To support this ever necessary renewal ( Ecclesia semper reformanda ). Benedict XVI — who took part in the Council and made his contribution to it as as a young theologian — assigned the crucial theme of the New Evangelization to the Synod of Bishops, a tangible and expanding expression of episcopal collegiality. At the same time the Pope wanted a Year of Faith, as did Paul VI — who guided Vatican ii and brought it to conclusion — a few months before the conclusion of the Council. The need to witness to and proclaim the Gospel, the significance of faith for the life of every human: hence it is for the essential that the Pope continues to appeal, with the intention of course, of addressing not only the Catholic faithful.

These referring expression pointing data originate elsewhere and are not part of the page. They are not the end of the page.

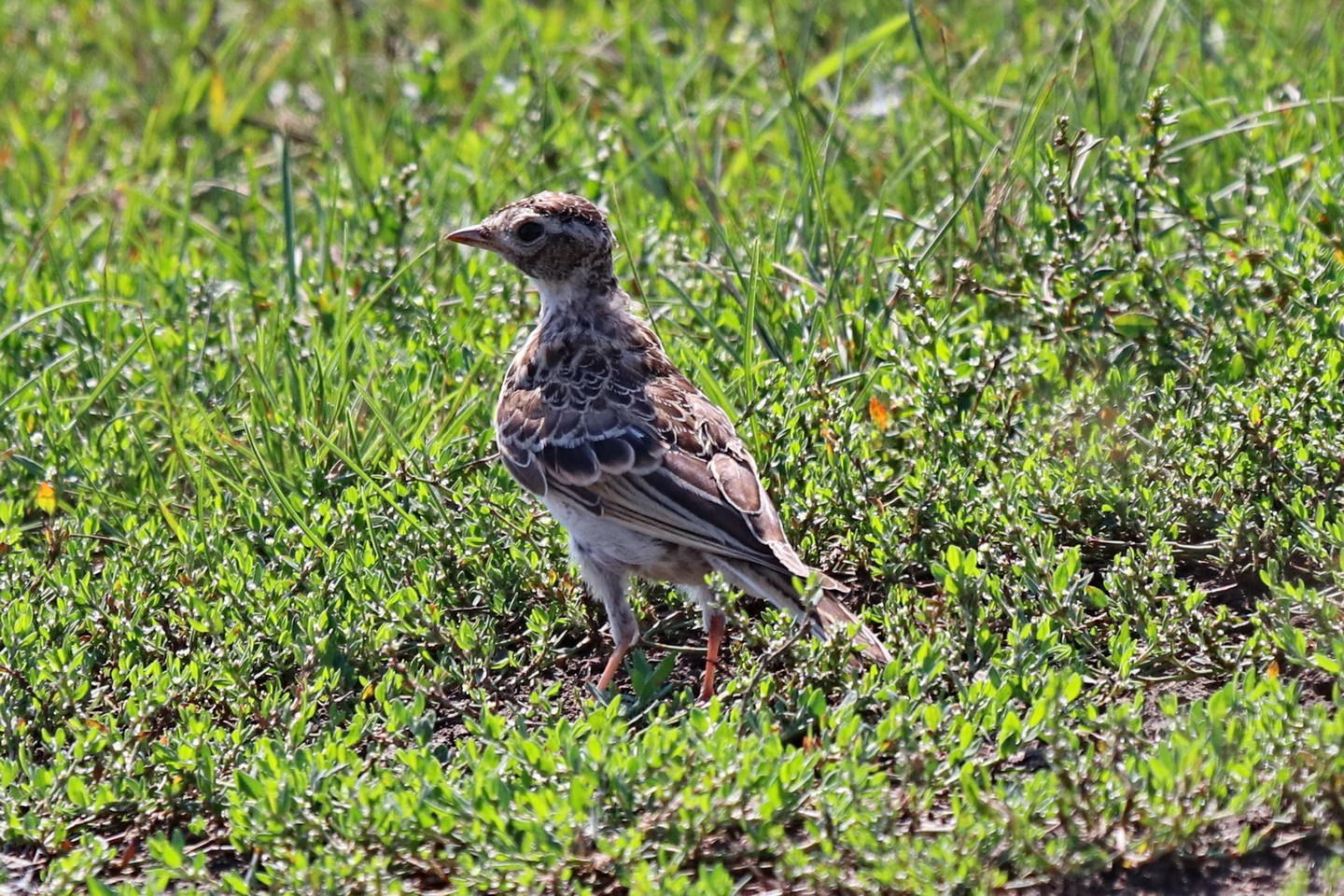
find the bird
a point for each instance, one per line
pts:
(644, 471)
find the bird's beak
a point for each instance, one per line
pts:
(470, 237)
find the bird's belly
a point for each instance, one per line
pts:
(614, 544)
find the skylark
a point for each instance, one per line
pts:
(644, 471)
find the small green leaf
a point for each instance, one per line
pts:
(1133, 324)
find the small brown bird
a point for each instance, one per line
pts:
(644, 471)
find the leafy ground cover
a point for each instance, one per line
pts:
(1031, 315)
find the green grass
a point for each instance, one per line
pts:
(1060, 398)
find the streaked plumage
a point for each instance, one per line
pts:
(644, 471)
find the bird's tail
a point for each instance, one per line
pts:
(828, 617)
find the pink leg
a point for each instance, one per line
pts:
(613, 665)
(711, 657)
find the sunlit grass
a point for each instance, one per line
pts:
(1031, 315)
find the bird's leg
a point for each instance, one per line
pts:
(608, 586)
(711, 657)
(611, 668)
(711, 614)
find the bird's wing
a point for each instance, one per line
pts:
(623, 434)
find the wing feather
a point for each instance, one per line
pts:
(623, 433)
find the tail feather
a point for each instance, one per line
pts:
(827, 617)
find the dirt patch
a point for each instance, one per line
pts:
(1261, 874)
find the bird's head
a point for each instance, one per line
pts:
(559, 239)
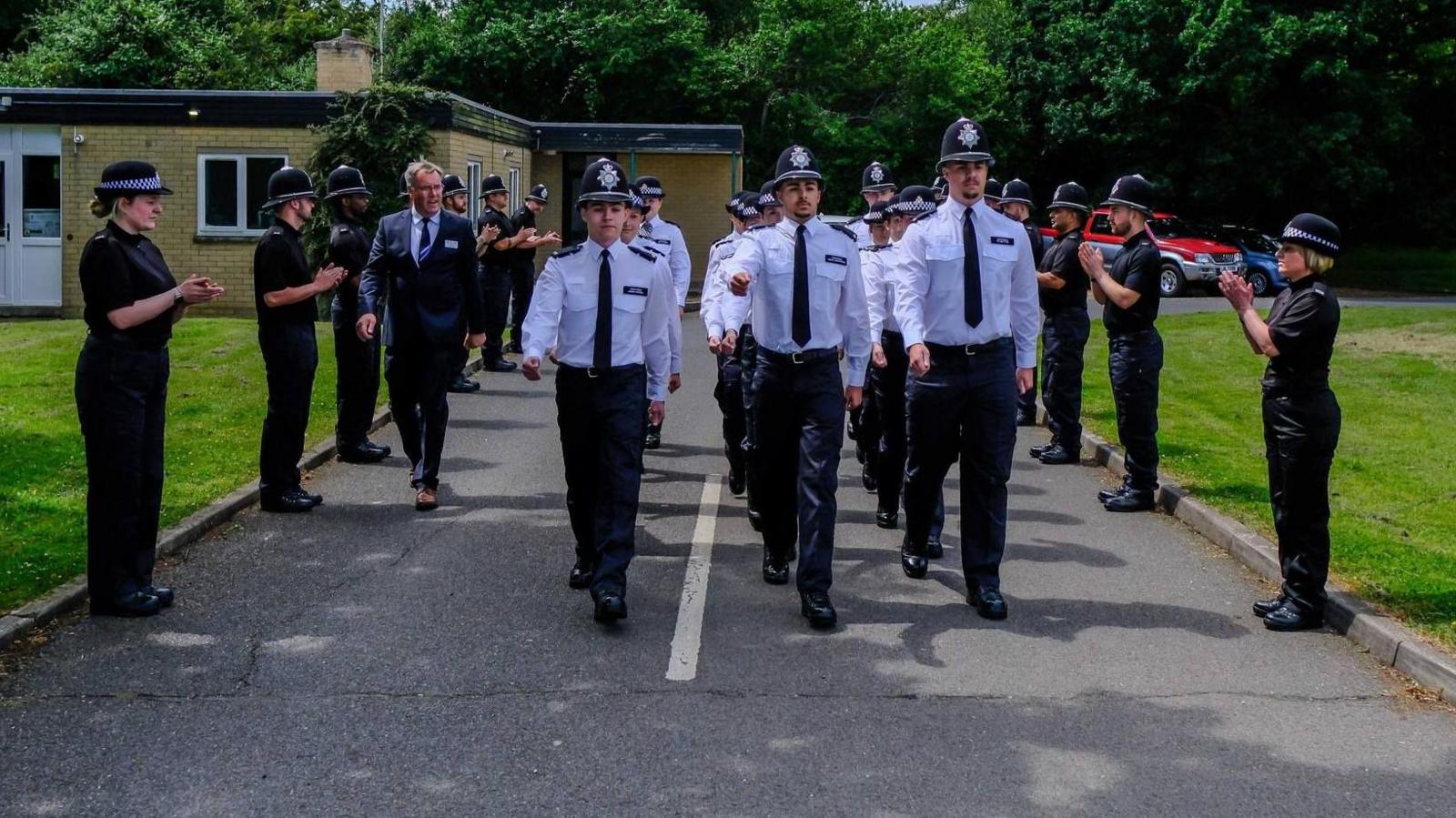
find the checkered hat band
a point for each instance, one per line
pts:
(149, 184)
(1298, 233)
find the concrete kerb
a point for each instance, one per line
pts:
(1387, 640)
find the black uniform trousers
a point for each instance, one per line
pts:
(1063, 339)
(1135, 363)
(357, 363)
(420, 374)
(495, 290)
(966, 405)
(290, 359)
(602, 415)
(800, 425)
(1300, 432)
(121, 396)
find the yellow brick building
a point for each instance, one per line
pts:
(216, 150)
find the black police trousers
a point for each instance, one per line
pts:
(495, 290)
(1063, 339)
(121, 396)
(290, 359)
(728, 393)
(357, 392)
(602, 415)
(1300, 432)
(419, 376)
(1135, 363)
(967, 405)
(800, 425)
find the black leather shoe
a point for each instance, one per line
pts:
(1059, 456)
(914, 560)
(164, 594)
(611, 606)
(291, 502)
(1290, 618)
(137, 603)
(463, 385)
(1133, 500)
(581, 574)
(817, 609)
(775, 568)
(989, 603)
(1264, 607)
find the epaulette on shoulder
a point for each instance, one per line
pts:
(647, 255)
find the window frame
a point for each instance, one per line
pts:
(240, 163)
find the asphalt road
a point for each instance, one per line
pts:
(368, 660)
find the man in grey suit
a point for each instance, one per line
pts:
(421, 269)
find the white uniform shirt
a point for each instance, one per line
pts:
(669, 240)
(837, 310)
(564, 310)
(931, 281)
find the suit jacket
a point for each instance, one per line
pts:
(424, 305)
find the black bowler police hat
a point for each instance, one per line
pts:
(1016, 191)
(797, 162)
(1132, 191)
(650, 187)
(1072, 197)
(344, 181)
(453, 184)
(604, 181)
(875, 177)
(131, 179)
(965, 141)
(1314, 232)
(288, 184)
(492, 184)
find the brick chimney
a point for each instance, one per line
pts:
(344, 63)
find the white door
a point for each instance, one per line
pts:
(31, 192)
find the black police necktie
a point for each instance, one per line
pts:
(801, 290)
(602, 345)
(424, 240)
(973, 271)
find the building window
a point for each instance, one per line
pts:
(472, 179)
(232, 192)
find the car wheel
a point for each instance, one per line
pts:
(1259, 281)
(1171, 279)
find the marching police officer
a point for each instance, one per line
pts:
(356, 361)
(284, 291)
(967, 308)
(1016, 207)
(1130, 294)
(808, 300)
(523, 265)
(1300, 412)
(608, 308)
(1063, 291)
(121, 388)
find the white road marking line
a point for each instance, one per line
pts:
(689, 635)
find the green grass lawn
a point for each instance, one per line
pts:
(1394, 480)
(216, 407)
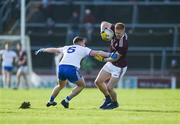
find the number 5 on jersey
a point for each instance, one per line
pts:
(71, 49)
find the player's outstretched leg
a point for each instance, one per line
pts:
(114, 104)
(80, 86)
(99, 82)
(55, 92)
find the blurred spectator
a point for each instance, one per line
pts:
(89, 19)
(73, 29)
(50, 25)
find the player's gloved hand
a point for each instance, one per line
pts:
(114, 56)
(99, 58)
(39, 51)
(104, 36)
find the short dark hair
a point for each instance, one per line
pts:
(77, 39)
(120, 26)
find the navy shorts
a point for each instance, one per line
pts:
(69, 72)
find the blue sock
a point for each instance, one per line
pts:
(52, 99)
(67, 99)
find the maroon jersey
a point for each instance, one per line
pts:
(120, 46)
(21, 56)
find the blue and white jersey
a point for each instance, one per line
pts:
(7, 56)
(72, 55)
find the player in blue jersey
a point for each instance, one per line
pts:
(69, 67)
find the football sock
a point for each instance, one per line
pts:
(67, 99)
(52, 99)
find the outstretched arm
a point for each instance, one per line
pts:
(104, 56)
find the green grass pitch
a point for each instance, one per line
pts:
(136, 106)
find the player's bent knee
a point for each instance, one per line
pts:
(97, 82)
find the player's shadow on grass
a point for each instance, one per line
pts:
(144, 110)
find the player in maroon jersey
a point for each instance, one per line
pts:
(113, 71)
(22, 66)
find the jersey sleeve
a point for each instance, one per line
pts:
(87, 51)
(14, 54)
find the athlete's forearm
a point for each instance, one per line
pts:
(102, 53)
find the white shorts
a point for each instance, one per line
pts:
(115, 71)
(23, 69)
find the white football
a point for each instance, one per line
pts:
(109, 33)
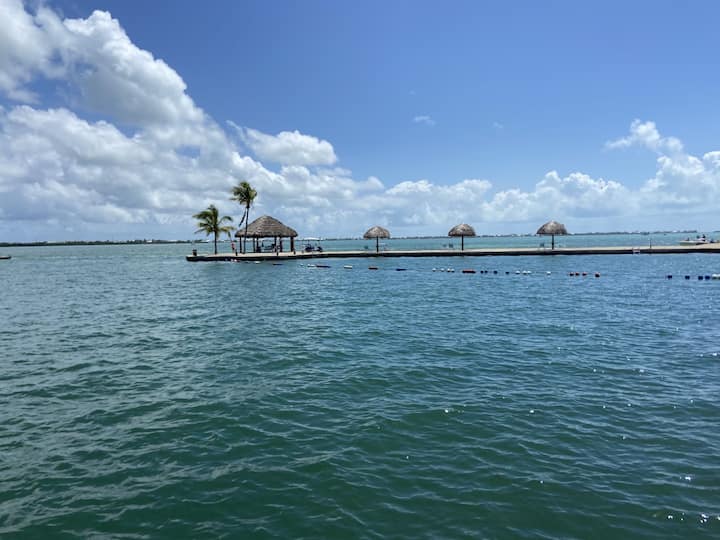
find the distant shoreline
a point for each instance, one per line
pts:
(202, 241)
(96, 243)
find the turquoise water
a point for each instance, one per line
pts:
(143, 396)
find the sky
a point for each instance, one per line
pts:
(120, 120)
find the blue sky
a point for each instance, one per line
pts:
(414, 115)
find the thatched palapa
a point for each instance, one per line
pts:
(377, 233)
(268, 227)
(551, 228)
(462, 231)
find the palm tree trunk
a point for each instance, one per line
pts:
(247, 218)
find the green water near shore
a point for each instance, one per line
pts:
(142, 396)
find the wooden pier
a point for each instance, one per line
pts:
(487, 252)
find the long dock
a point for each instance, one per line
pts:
(485, 252)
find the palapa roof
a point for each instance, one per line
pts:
(462, 230)
(266, 227)
(376, 232)
(552, 227)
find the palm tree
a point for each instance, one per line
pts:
(245, 195)
(210, 222)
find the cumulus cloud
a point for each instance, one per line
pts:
(424, 119)
(289, 148)
(130, 150)
(646, 134)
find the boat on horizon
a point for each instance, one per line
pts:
(697, 241)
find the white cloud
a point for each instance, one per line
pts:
(646, 134)
(145, 163)
(424, 119)
(289, 148)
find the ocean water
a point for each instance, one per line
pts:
(142, 396)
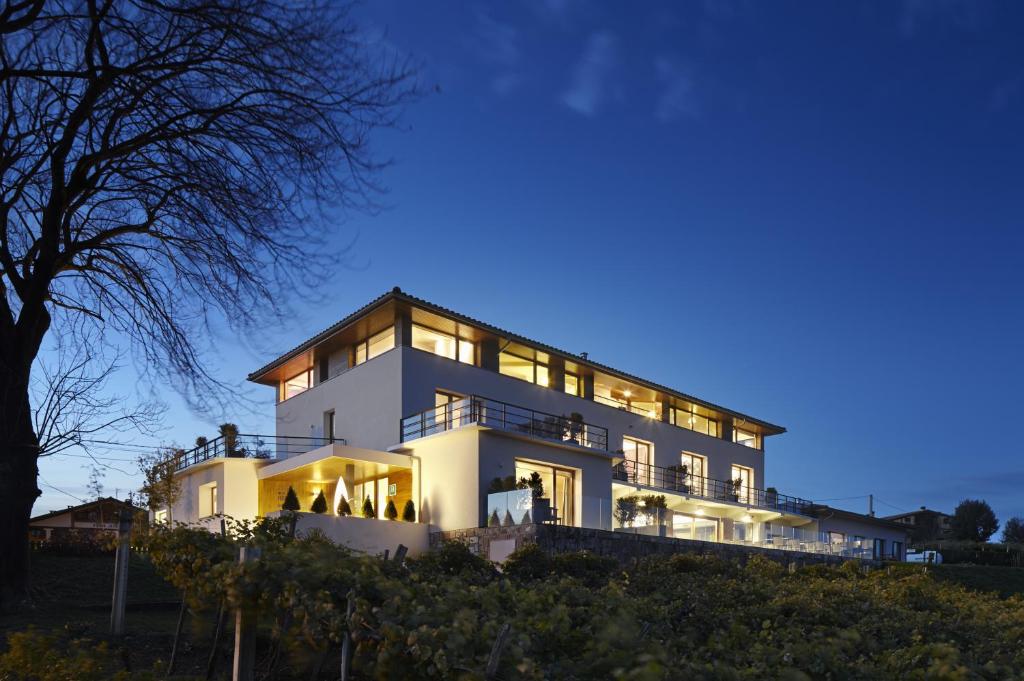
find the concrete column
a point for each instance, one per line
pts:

We might wonder how and to what extent this appeal will succeed in reaching today's women and men in the confusion of a global world that all too often seems at the mercy of an unprecedented flow of information. Is this not inevitably doomed to impose partial images and distorted news? Of course, those who transmit this message have great responsibility: “it is necessary to be both ancient and modern, to speak in accordance with tradition but also in conformity with our own sensibility. What is the use of saying what is true if the people of our time do not understand us?”, Giovanni Battista Montini, the future Paul VI, asked himself in 1950.

However deafness, insensitivity and the stubborn wish not to understand exist in spite of the visible effort for “that updating”, intuited and embodied by John XXIII and pursued by his Successors and which, moreover, is no more than the desire for fidelity to the Gospel and to the changing needs of its proclamation. Thus the media prefer to focus on the shadows and on the infidelities — which are certainly not absent but are being courageously confronted and never so courageously as in this pontificate — but almost without noticing the newness that the Prophet Isaiah glimpsed in the wilderness and that “precisely now springs forth, do you not perceive it?”